Arthur looked at me for a time and said quietly, “John, you are getting all red in the face. Perhaps you should lie down for a while.”

“You can talk!” I shouted. “Why didn't you talk for Alice just now,” I demanded?

He looked at me for a while before he answered haughtily, “Would you like it better if I 'fetched' or rolled over or 'sat' when you commanded? Perhaps I made an error in judgment in speaking to you John. I thought you a little different from most of your species.” With that rebuke, he wandered off and refused to speak another word to me.

I had the distinct feeling of being a character in a Kafka novel and it was making me ill at ease. I retired for the evening, hoping that Arthur would feel differently in the morning and explain his curious behavior during Alice's visit.

When the alarm rang next morning I had no thoughts of Arthur or speaking in an erudite fashion with any of his species. I stumbled through the shower and dressing routine like I always do, half awake.

In the kitchen, while making coffee, I happened to look down at Arthur's dog dish and the events of the preceding evening came cascading back to me like a run-away freight train. “Arthur” I called out loudly. “Where are you? Come here boy.” I found him sleeping in his usual spot by the rear door. “Well, have you changed your mind on anything?” I inquired in a fashion well calculated to show him how insulted I was by his behavior. The dog merely cocked his head at me and wagged his tail. “Nothing to say?” I said snootily. Fine, I will deal with you later, my canine friend.”

I grabbed my briefcase, charged down the outside stairs and ran to catch the 8:10 a.m. Clancy Street bus for work. I would figure this all out later.

Through the course of the day, I had a chance to consider the events of the previous evening. Had I really held a conversation with Arthur? I couldn't talk it over with Alice; she was still in a snit from the perceived prank that I had played on her with the dog. I dared not mention it to anyone else lest they take me away to the funny farm. It was a poser. Maybe it had all been a rather vivid dream .As Scrooge had said in Dickens classic “The Christmas Carol”, “more the stuff of undigested bit of beef than spirit.”

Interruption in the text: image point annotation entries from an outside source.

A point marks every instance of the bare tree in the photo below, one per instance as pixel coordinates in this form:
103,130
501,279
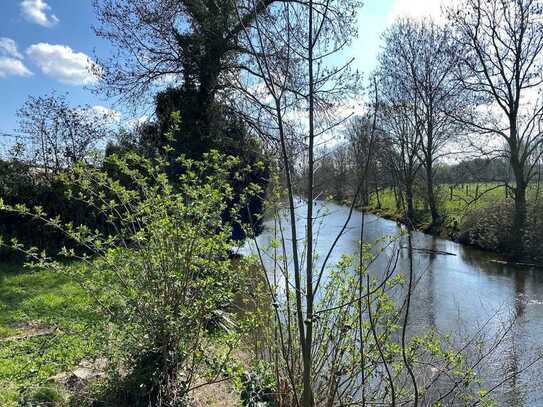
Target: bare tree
401,127
502,49
60,135
421,56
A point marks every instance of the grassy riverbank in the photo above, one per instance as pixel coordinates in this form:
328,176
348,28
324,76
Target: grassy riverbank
49,329
475,214
47,326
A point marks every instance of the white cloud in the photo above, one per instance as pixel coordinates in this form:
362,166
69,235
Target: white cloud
135,122
13,67
103,111
36,11
8,48
419,9
62,63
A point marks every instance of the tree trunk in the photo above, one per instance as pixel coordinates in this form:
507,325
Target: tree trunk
519,219
431,196
409,198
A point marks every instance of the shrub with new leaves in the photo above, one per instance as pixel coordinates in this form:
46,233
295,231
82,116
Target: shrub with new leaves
164,278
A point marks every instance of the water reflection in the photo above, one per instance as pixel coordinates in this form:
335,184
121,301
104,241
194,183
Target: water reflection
458,289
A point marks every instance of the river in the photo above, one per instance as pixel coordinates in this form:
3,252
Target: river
456,293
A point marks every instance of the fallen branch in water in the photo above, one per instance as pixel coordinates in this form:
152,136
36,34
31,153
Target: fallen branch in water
430,251
512,263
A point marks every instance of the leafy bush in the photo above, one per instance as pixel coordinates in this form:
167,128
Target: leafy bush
491,228
165,277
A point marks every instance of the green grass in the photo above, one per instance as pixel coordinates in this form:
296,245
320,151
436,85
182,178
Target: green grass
41,299
464,197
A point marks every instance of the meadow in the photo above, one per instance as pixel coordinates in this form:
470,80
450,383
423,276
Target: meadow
455,201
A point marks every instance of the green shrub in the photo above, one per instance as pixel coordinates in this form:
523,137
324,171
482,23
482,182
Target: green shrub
165,277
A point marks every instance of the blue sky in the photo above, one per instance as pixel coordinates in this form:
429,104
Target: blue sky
44,45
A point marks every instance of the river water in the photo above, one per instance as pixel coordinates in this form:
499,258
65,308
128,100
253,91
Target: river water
456,293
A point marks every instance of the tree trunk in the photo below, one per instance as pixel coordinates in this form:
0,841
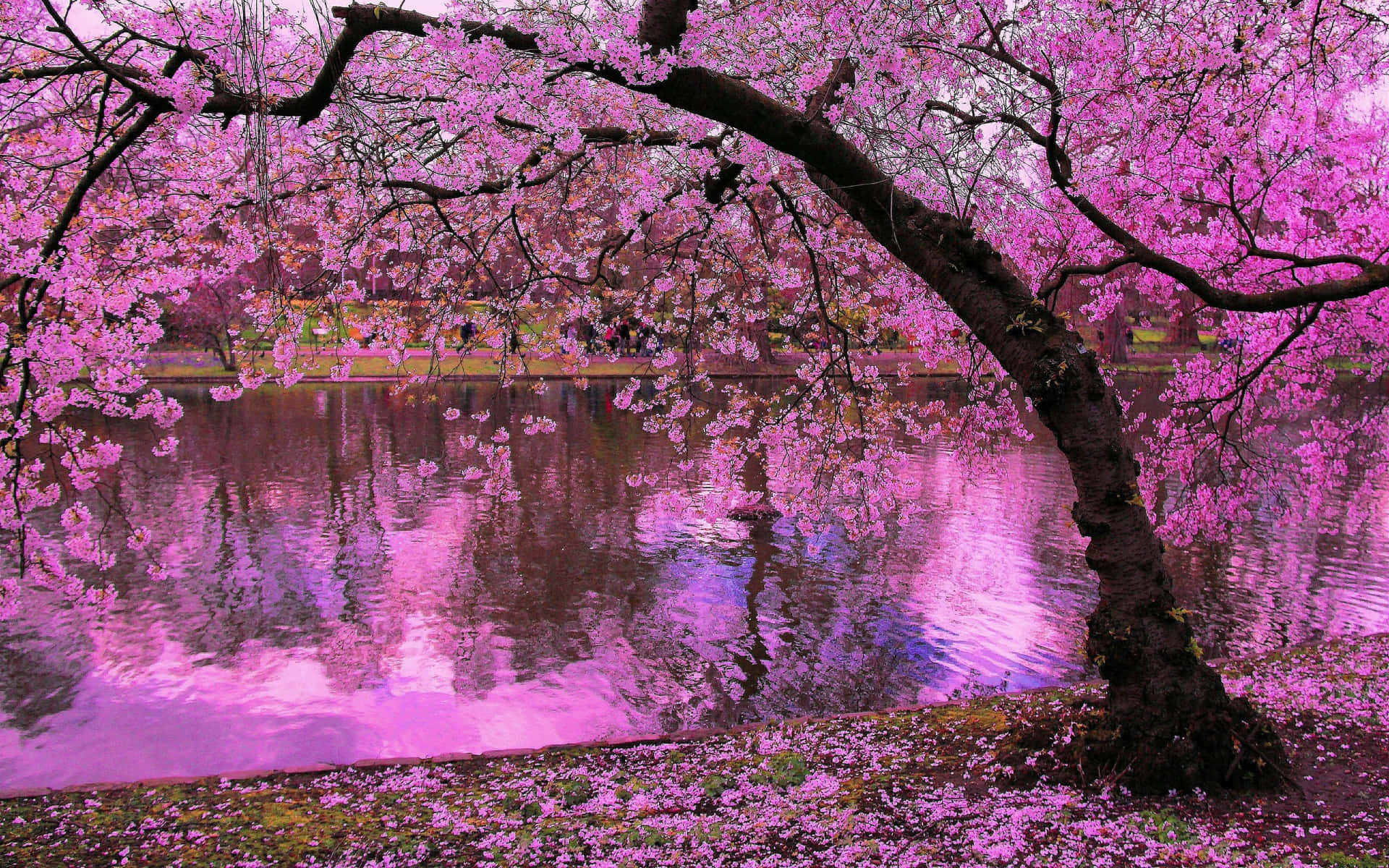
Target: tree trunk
1177,727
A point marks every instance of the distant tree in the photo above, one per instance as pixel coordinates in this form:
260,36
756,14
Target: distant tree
211,318
917,156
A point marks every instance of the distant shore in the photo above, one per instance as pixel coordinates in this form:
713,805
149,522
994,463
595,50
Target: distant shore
373,365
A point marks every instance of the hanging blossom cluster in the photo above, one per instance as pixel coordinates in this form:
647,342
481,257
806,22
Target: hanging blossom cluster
514,178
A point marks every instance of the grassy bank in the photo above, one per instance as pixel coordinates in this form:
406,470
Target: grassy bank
203,367
934,786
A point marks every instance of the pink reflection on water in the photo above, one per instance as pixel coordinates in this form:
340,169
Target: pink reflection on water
317,611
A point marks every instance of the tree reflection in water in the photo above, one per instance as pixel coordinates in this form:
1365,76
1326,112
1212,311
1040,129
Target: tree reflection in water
324,608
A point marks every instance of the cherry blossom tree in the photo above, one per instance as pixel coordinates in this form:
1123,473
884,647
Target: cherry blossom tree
938,171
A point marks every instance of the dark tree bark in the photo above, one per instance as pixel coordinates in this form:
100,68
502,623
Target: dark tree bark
1176,721
1177,726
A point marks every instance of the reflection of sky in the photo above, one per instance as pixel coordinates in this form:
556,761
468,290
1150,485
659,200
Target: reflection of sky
320,613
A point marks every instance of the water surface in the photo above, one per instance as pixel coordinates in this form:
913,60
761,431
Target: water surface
318,608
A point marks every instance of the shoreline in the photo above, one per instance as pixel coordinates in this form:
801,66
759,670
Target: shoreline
942,785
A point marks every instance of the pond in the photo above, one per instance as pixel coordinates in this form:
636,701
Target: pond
320,608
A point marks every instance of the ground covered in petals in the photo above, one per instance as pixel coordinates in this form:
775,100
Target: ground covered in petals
903,789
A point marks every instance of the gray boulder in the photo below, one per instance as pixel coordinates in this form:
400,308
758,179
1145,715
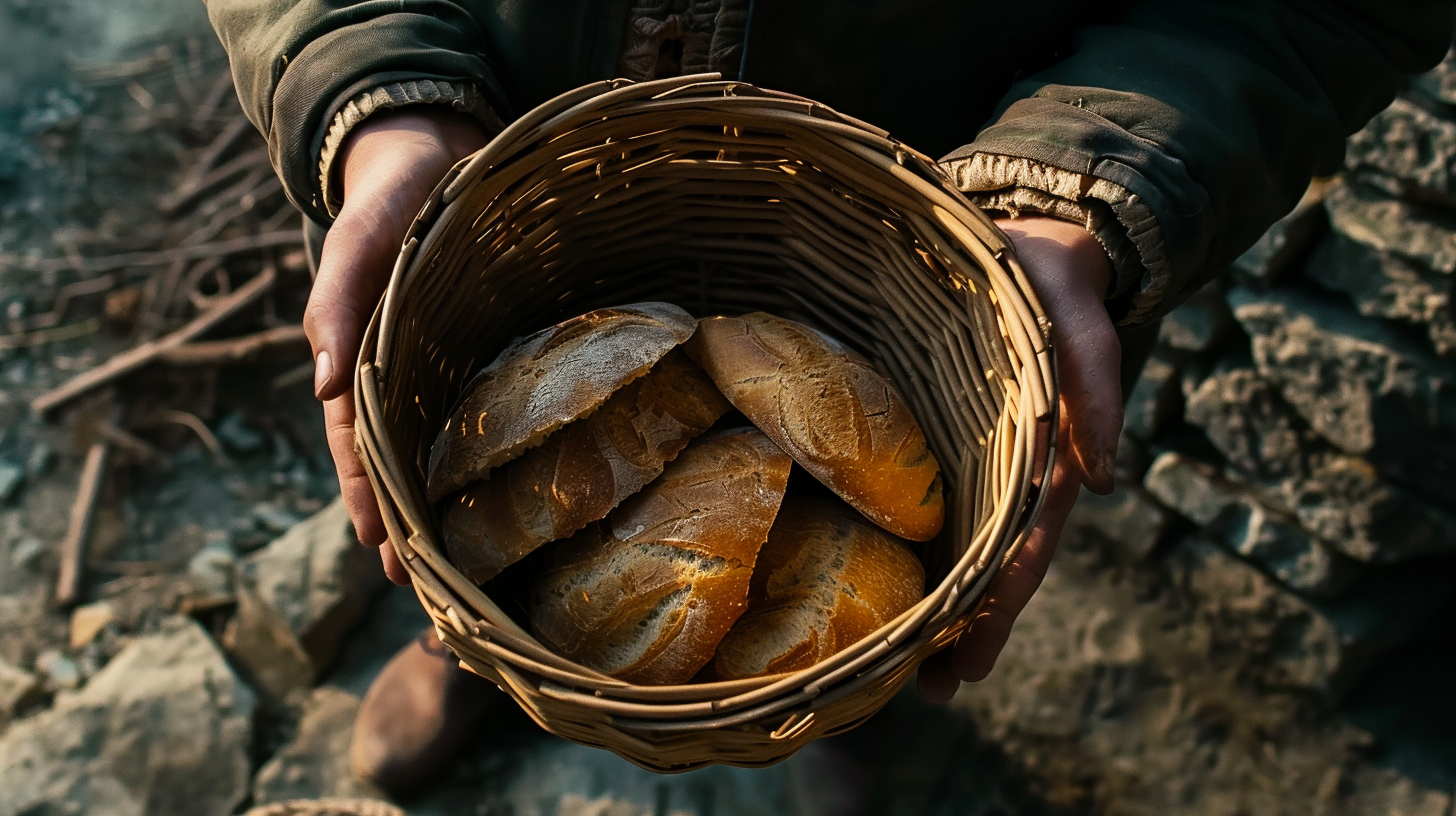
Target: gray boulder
1360,385
316,762
162,730
1248,421
1228,513
1394,258
297,598
1335,497
1410,150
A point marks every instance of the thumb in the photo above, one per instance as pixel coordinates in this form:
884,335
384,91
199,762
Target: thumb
358,255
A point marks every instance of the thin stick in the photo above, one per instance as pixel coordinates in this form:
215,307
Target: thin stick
146,353
83,510
156,258
233,350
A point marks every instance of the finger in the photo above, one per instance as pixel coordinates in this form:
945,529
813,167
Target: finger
976,650
393,567
358,255
936,679
354,487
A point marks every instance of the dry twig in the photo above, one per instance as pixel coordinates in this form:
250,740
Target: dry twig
83,510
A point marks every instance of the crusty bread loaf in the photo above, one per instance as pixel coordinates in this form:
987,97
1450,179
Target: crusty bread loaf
832,413
648,593
545,381
581,471
824,580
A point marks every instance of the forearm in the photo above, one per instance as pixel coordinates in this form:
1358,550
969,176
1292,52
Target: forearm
1181,131
310,70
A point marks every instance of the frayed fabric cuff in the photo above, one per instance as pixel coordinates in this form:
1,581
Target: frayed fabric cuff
1118,219
460,95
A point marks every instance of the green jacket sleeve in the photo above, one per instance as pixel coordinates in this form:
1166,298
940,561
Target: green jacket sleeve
1193,126
297,63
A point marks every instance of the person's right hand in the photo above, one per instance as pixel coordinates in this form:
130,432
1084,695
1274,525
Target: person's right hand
388,166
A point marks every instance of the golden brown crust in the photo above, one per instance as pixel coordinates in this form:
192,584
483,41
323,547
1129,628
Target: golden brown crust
648,593
545,381
581,471
824,580
832,411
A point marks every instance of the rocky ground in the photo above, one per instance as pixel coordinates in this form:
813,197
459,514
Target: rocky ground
1258,621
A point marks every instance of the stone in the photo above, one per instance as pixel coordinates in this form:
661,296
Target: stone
1287,640
1388,286
1129,519
88,621
1340,499
1228,513
162,730
1394,258
1276,251
1248,421
1413,230
1153,399
1440,82
299,596
316,762
1199,322
18,689
211,569
1360,385
26,552
1408,150
10,478
60,671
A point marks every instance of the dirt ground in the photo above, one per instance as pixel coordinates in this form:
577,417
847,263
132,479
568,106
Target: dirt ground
1148,676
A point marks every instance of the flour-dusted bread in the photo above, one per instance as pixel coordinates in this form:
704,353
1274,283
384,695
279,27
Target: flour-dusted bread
545,381
648,593
581,471
824,580
832,411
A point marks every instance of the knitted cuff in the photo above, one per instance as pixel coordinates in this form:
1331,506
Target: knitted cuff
1120,222
462,96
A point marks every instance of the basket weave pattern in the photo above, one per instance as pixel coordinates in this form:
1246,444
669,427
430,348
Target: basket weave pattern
722,198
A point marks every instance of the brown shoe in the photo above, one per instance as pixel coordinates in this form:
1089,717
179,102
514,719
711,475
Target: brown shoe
417,716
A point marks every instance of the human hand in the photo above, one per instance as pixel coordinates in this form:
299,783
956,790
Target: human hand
1070,273
388,166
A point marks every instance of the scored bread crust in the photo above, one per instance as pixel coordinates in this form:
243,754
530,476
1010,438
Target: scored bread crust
826,579
545,381
832,411
648,593
581,471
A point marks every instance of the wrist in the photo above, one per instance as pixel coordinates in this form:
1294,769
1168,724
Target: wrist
414,146
1066,244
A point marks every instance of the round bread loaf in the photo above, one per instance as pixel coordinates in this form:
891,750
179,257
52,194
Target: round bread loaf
545,381
648,593
824,580
581,471
832,411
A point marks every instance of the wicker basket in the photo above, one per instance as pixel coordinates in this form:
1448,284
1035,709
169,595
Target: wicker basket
722,198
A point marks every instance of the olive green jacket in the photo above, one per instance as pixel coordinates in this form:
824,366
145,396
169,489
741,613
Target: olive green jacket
1177,130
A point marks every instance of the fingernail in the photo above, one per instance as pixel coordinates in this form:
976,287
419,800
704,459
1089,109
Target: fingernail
322,373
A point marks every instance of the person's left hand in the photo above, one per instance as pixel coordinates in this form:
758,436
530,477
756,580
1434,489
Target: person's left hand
1070,273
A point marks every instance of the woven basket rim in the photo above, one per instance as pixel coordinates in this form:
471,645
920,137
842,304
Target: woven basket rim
492,644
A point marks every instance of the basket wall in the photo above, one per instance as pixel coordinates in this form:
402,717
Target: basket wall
722,198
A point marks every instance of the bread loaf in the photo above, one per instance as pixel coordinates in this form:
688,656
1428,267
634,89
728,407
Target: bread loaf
581,471
832,413
824,580
648,593
545,381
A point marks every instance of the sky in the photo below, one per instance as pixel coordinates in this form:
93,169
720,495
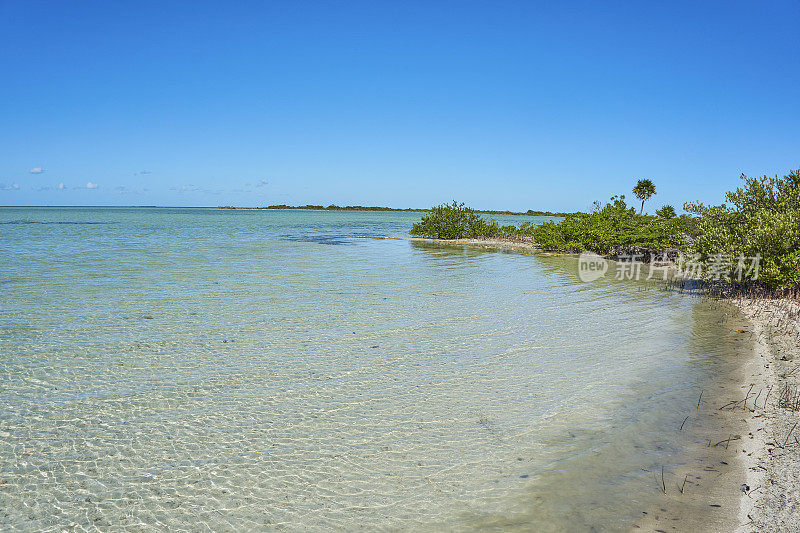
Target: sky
499,104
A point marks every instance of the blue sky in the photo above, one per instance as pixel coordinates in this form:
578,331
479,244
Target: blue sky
503,105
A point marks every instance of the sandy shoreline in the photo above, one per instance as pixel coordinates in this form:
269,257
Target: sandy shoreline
753,482
773,503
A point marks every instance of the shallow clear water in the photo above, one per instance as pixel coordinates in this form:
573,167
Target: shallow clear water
193,368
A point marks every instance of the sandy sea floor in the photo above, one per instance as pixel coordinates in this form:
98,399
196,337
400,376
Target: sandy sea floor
743,474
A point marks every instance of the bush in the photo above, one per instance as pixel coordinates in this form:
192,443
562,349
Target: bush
764,219
666,212
608,227
454,221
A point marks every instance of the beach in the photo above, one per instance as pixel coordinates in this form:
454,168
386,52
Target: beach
743,472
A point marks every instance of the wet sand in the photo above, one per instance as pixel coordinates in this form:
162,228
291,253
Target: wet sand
744,442
773,501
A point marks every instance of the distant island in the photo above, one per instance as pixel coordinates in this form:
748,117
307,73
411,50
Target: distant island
310,207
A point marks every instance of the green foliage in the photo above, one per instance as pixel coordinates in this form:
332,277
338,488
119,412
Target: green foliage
666,212
643,190
763,219
610,226
454,221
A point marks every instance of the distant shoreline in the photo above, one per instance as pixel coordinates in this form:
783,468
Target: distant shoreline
282,207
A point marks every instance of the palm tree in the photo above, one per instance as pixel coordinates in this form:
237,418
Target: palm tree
644,190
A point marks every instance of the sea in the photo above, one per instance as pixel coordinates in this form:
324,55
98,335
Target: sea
227,370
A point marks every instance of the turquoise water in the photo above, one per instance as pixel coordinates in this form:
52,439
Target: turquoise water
229,370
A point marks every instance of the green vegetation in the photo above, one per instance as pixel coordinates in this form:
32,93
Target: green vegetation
454,221
333,207
643,190
762,220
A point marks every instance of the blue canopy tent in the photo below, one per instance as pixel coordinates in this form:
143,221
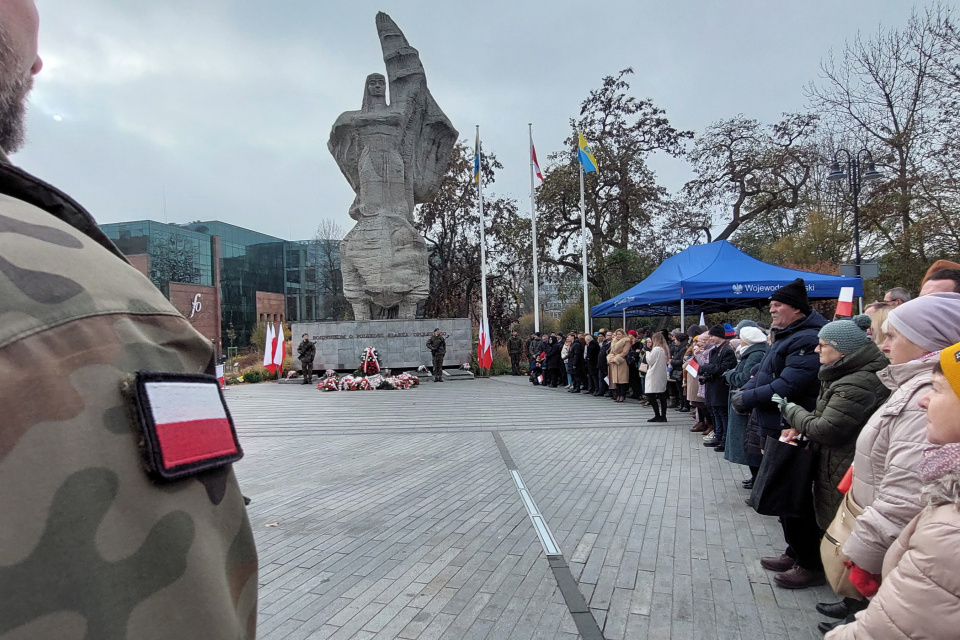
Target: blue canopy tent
708,278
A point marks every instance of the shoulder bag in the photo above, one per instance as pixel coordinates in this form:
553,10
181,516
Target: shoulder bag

After work, I approached my apartment somewhat apprehensively. Through the door, I could hear CNN blaring away on the T.V. Had I left it on? Was Arthur watching the news again? I entered my place, noisily announcing the Master's return. Arthur was indeed sitting in front of the television and apparently watching the program. All attempts to converse with him brought a stony silence. Maybe it was all a bad dream. I thought. Maybe I had better call Alice and make some amends before the situation got any worse.

On my way to the phone, I stopped to pour some dry dog food into Arthur's dish. Next to the dish was a copy of “U.S. News and World Report” opened to an article on the Federal Reserve's Policy on tight money supply


Now, I didn't know what to believe. Can Arthur talk or can't he? From that day on Arthur never again spoke to me. After a time, the incident faded in my mind and became part of the vague penumbra of memory, where fact and fancy merge.

But I look differently at dogs, and indeed all animals, when I encounter them now. I show them respect and treat them kindly, like they were friends. For, you never know when one of them might say something about your behavior and to the wrong person!

And anytime I visit the Zoo, I feel sort of funny. Sometimes, when the wind is up and voices carry I half imagine that I hear the comment, “Did you get a load of that short dumpy guy with the ugly tie and moon face?” followed by a loud chortling sound from the bears.     

I guess it is something that we will have to deal with. Now, if only the refrigerator and the can opener have the good grace to remain silent!